The World’s End

131836340__430267cSince Hot Fuzz which was all the way back in 2007 Simon Pegg, Edgar Wright and Nick Frost have split off in their own directions with varying degrees of success. While I have found Pegg to become a less likeable film personality than most, with boring comedies like Run Fatboy Run and How to Lose Friends and Alienate People, and worse than average performances in big blockbuster like the Mission Impossible series and his portrayal of Scotty in the new Star Trek movies, Edgar Wright having only done the brilliant Scott Pilgrim vs. The World has proven he’s a director who that’s a cut above the rest. Frost has done a number of films in between but none of them have tickled my fancy really, and then of course there’s Paul which saw Pegg and Frost team up on screen but I’m steering well clear of that for now. So here we have the reunion then of a group of blokes who grew up in Somerset, loved zombie movie and Star Wars and somehow became some of the biggest names in film. But would The World’s End capture that magic that made Shaun of the Dead and Hot Fuzz so much fun?

The first thing to make clear is that while bearing some similarities, for the most part, The World’s End is very different from it’s two predecessors, this is a much more polished film, and despite it’s utterly British premise the film feels a lot more Hollywood than Shaun and Fuzz. One of the most disappointing aspects is that the loveable nerdiness that was scattered in those films is not really apparent here, while they referenced countless movies and games, The World’s End really is striving more to get by on it’s own humour and appeal. It’s a shame though not to have this fanboy element but then The World’s End should really be judged on its own merit rather than comparing it to others. And when you do that it’s a film with very few faults. Adding more major British acting talent with Martin Freeman, Paddy Considine and Eddie Marsan all having large roles it is still Pegg and Frost how hold the films most enticing characters and there performances are the best either of them have brought to the table since Fuzz. Pegg provides the majority of the film gags but Frost’s kung fu acrobatics are possibly the films funniest moments. The choreography is very well done here, Wright obviously having picked up some techniques from Scott Pilgrim and it does provide so the some entertaining action which still holds the comic over-the-top violence that there films are known for. Plot-wise The World’s End doesn’t exactly push any new boundaries and really plays out like an episode of Doctor Who with a world threatening alien invasion that is solved in a rather ridiculous way. It’s ending is easily it’s strongest and funniest moment I don’t want to give it away but to me the conclusion is what stops The World’s End from falling into the field of mediocrity.
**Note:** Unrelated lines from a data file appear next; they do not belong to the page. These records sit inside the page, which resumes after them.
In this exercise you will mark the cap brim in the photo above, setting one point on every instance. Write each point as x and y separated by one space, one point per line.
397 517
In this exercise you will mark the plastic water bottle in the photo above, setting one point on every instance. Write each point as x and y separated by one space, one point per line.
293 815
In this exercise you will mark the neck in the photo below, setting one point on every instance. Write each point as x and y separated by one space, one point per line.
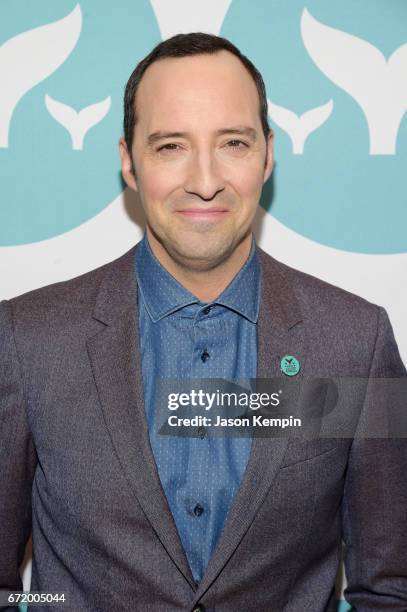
206 285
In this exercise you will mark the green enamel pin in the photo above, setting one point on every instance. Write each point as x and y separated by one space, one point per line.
289 365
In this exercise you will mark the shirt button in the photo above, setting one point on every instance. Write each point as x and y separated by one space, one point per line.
205 356
198 510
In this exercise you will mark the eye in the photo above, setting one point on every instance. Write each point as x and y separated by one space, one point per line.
237 144
170 146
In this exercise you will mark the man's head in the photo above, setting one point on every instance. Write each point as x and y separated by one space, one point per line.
197 136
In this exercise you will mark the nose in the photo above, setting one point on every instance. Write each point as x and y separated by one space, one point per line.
204 178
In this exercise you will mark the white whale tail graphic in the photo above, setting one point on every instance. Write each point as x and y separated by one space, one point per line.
77 124
29 58
360 69
299 128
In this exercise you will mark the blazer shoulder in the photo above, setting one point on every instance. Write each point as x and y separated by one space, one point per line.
316 295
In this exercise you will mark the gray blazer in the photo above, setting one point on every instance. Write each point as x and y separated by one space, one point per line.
77 467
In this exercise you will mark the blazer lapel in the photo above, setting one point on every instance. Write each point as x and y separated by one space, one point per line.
280 332
115 357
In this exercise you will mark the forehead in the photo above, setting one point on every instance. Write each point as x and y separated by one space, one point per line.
212 90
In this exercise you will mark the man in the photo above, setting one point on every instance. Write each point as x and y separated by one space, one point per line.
125 518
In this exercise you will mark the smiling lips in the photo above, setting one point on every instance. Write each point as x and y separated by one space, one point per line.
202 213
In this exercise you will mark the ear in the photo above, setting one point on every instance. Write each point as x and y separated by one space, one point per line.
127 165
268 167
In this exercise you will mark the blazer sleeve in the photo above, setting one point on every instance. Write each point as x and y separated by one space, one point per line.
375 498
17 458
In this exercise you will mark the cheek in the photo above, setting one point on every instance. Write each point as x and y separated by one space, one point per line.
156 186
247 182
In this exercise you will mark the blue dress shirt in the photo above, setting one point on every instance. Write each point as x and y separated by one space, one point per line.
182 337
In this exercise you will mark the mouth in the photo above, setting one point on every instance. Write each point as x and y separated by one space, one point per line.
203 213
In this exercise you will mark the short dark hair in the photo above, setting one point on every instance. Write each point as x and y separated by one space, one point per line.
184 45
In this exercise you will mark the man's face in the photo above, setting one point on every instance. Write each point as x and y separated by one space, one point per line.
200 157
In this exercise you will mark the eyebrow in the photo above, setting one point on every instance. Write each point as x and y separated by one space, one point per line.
249 132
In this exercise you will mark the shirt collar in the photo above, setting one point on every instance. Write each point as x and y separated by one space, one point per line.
163 294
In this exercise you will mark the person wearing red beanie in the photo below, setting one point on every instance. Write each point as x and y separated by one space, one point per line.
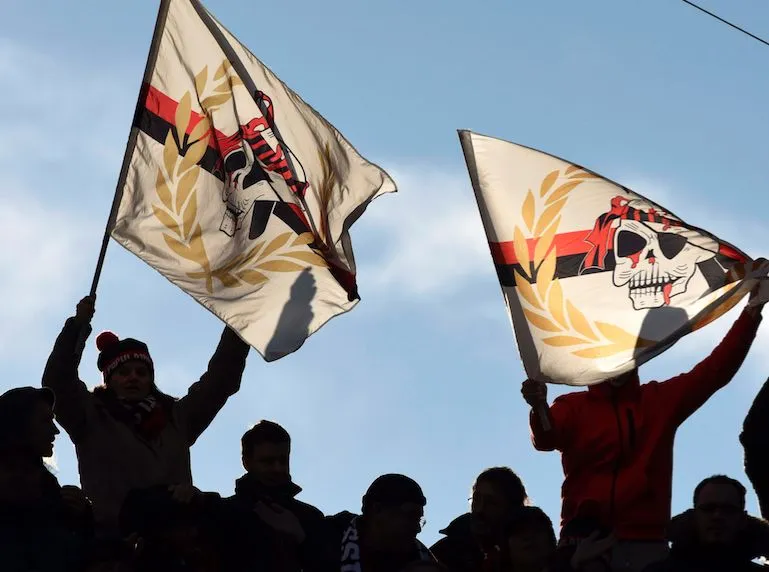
127 433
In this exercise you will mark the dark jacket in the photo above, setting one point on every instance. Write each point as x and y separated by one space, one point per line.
46 535
330 561
245 531
617 443
755 442
459 550
688 555
113 458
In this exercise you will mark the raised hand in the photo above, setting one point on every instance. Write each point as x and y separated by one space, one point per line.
85 310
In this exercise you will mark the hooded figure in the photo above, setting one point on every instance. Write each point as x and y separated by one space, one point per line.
42 526
127 433
476 541
691 552
384 537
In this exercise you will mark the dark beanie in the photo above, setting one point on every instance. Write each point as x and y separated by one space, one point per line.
113 351
393 490
16 407
588 520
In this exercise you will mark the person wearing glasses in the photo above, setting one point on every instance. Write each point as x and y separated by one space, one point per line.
717 534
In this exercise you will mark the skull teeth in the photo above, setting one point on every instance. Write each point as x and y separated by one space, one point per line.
650 282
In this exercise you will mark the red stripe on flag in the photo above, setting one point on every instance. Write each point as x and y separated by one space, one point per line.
729 252
572 243
164 107
566 244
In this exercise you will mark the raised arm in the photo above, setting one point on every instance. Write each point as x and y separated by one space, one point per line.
687 392
549 425
755 442
206 398
61 376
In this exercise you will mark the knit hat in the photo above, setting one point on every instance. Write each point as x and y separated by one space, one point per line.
392 490
113 352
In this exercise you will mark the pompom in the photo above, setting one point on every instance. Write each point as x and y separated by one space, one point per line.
105 340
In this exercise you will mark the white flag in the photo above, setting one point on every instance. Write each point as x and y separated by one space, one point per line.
597 279
236 190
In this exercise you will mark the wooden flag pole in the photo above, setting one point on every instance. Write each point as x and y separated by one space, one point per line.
149 67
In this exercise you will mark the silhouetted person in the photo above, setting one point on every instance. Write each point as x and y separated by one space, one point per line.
717 535
172 536
616 441
530 541
264 511
384 537
43 527
476 541
127 433
111 555
755 442
586 543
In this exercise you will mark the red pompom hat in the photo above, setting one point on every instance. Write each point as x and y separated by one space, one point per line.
113 351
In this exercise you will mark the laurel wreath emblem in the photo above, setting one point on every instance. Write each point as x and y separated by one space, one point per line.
537 284
176 189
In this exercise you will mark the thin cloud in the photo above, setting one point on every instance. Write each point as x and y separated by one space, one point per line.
430 235
43 248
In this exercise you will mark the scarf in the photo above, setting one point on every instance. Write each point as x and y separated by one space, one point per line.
148 416
351 549
251 490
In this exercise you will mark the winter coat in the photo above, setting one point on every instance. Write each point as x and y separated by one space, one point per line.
755 442
617 443
112 457
334 528
459 550
687 554
45 536
243 531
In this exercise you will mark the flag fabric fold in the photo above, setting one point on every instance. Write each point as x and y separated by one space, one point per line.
597 279
236 190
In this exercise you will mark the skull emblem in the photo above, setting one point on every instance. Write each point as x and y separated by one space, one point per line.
243 186
655 263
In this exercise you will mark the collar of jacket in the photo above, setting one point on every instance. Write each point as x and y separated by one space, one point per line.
251 489
625 392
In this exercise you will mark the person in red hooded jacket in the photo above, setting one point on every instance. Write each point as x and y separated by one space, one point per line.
616 442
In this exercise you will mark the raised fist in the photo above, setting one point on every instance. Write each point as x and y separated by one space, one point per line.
534 392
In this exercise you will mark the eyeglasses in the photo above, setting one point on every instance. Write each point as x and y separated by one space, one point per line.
726 509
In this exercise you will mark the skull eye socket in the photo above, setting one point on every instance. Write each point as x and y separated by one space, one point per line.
671 244
235 161
629 243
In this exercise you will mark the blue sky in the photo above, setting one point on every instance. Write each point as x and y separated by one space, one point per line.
423 376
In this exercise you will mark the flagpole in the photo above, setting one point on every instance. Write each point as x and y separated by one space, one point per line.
131 144
248 83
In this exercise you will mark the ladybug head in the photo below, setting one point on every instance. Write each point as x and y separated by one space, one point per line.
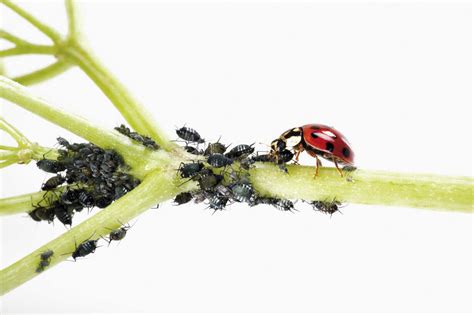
277 146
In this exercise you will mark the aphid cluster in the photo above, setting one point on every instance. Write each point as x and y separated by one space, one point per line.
222 175
45 260
95 178
145 140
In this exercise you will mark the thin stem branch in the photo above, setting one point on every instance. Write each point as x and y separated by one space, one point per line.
8 163
27 202
16 93
15 133
71 10
45 29
28 49
366 187
134 113
43 74
156 187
It may not be as fun or original as the previous movies from the so called Three Flavours Cornetto Trilogy but The World’s End does hold some fantastic moments and will have you leaving the cinema with a smile. It proves that these three guys are at their best when there together and let’s hope this isn’t the end of the Pegg, Wright and Frost output,

The Red Riding Trilogy

red-riding_625x352So during my recent Easter TV binge I finally got round to watching 2009 miniseries, The Red Riding Trilogy. It’s a three part series of films all based on murder cases in Yorkshire and the corrupt way in which the police department dealt with things. Each film is based in a different year starting with 1974 and continuing with 1980 and 1984. Each film features a different protagonist, plot and director but there a threads that run through all three of them. The cast is one of the most impressive ever assembled on British TV, with Andrew Garfield, Paddy Considine, David Morrissey and Sean Bean being just the tip of the iceberg.
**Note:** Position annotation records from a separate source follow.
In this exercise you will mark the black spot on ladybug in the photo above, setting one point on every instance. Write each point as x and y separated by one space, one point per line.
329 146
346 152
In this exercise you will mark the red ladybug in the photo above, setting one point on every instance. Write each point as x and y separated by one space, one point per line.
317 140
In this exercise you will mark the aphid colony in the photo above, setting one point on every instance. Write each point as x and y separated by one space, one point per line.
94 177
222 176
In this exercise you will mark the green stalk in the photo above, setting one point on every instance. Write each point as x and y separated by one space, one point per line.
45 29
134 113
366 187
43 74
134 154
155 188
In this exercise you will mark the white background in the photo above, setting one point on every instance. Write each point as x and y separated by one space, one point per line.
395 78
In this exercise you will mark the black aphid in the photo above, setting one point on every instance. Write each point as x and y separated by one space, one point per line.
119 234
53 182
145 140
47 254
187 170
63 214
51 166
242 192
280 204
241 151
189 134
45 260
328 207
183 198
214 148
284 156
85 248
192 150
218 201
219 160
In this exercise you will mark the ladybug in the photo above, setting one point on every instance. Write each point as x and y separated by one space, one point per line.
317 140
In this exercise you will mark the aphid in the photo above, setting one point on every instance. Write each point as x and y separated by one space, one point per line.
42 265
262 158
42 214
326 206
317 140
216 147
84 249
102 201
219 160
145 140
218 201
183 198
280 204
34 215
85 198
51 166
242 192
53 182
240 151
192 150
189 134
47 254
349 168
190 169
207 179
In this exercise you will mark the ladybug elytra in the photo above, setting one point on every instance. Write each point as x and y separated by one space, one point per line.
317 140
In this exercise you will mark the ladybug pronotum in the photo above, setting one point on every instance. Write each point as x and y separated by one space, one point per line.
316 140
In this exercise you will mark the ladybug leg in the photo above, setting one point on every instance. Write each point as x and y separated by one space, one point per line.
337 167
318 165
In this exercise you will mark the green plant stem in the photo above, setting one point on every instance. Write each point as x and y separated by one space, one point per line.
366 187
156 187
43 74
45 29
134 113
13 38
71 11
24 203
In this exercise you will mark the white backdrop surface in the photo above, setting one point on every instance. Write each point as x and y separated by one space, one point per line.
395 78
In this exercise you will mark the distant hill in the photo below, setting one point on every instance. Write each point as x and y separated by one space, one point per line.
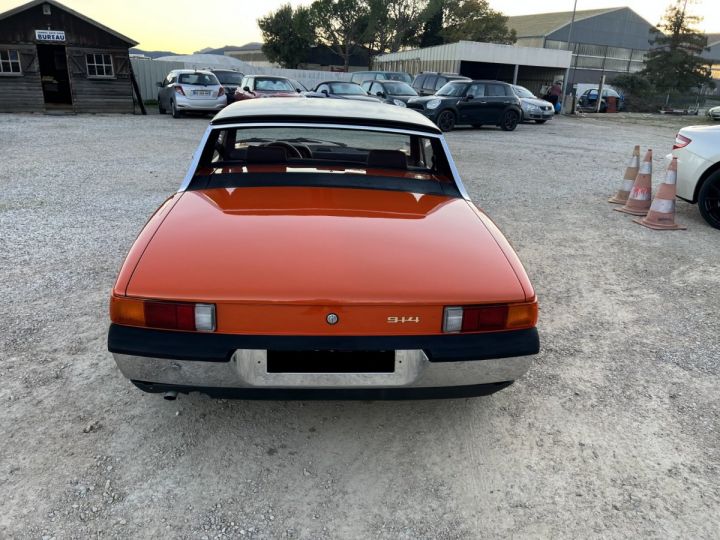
152 54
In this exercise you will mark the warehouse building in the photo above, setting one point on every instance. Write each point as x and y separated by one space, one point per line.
53 58
531 67
606 41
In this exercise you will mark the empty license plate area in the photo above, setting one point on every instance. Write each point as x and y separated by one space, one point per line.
330 361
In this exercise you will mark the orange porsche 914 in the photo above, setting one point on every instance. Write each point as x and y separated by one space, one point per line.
322 249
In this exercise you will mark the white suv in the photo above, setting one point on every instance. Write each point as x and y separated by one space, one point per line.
190 90
698 151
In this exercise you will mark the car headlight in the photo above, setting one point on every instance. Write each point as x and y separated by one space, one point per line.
433 104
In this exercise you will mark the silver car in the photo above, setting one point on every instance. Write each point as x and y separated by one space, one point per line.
189 90
533 107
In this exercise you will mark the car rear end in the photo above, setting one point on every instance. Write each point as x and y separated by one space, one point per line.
199 92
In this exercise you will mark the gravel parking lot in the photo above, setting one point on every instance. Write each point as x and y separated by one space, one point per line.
614 433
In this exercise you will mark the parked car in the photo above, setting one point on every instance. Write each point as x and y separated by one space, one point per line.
533 108
255 86
231 81
393 92
698 178
343 90
471 102
301 257
588 99
427 83
360 76
190 90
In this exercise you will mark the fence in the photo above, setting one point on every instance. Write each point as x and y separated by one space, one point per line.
149 72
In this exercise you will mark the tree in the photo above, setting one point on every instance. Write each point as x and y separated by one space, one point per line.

It’s a very dark miniseries content on showing you a grimy side of history where corruption ruled the roost in the police force leading to these murder cases being kept going way longer than they should have. While it would be appear that this series should have everything going for it I must say overall I was disappointed. While stylistically the films are done incredibly well; they are superbly acted and the dense plotlines should be enough to make an outstanding TV drama I felt that the emotion never really got out there. The feel of the show ultimately just seemed too cold, making it very hard to get properly in to. The idea to have hour and a half long episodes, done so well on the more recent Sherlock, I think, hinders Red Riding making it over-long and somehow, strangely boring. Don’t get me wrong on some levels I enjoyed the show greatly, it had some fantastic moments but the overall sensation I got was not one of entertainment, more just of boredom.
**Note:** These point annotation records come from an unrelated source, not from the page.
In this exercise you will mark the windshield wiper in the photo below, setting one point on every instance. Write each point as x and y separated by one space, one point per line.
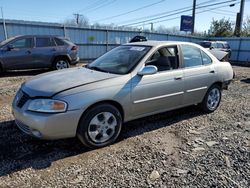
96 68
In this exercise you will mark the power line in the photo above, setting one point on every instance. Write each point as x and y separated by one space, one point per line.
178 17
179 12
101 6
131 11
167 12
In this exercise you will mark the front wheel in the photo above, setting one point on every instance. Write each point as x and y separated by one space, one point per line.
100 126
212 99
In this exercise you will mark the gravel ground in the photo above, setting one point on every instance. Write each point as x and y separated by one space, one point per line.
182 148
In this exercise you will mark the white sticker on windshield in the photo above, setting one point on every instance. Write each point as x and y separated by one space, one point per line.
136 48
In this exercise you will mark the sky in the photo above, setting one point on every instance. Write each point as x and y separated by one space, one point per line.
137 13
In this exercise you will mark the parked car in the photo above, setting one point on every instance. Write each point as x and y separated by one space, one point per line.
217 45
138 38
37 51
129 82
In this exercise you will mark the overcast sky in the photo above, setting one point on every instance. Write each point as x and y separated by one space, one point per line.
122 12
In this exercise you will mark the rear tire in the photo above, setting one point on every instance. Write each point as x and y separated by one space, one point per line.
212 99
60 63
100 126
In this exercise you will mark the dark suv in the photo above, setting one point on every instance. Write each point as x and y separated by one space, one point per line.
218 45
33 52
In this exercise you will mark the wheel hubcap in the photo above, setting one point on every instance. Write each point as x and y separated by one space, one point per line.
213 99
102 127
61 65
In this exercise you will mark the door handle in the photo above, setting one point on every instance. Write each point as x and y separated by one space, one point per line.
178 78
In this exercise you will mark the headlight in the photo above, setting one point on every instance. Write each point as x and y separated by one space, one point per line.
47 105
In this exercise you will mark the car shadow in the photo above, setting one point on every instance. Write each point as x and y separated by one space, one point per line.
247 80
32 72
19 151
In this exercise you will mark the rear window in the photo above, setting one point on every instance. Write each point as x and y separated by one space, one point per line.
226 45
43 42
59 42
205 44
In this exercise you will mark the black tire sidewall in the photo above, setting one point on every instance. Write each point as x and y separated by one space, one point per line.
82 130
204 102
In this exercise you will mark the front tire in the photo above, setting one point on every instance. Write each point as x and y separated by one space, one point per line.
100 126
212 99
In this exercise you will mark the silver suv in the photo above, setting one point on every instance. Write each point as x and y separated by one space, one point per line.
32 52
My favourite of the three was the first one starring Andrew Garfield as a journalist who asks too many questions, I found this to be the most personal stroyline as we follow Garfield’s character as he digs deeper into a system that was rotten to the core. The second episode was my least favourite, despite me normally being a huge fan of Considine, while the plot was excellent I never felt much of a connection with any of the characters in the episode. By the third and final feature the coldness of the series is fully realised and for much of the episode I found myself caring very little, but the last twenty minutes or so give us the miniseries most entertaining moments of all making the episode so much better than it could have been. It’s overall a very interesting series but, unfortunately, one that did not fully meet my expectations.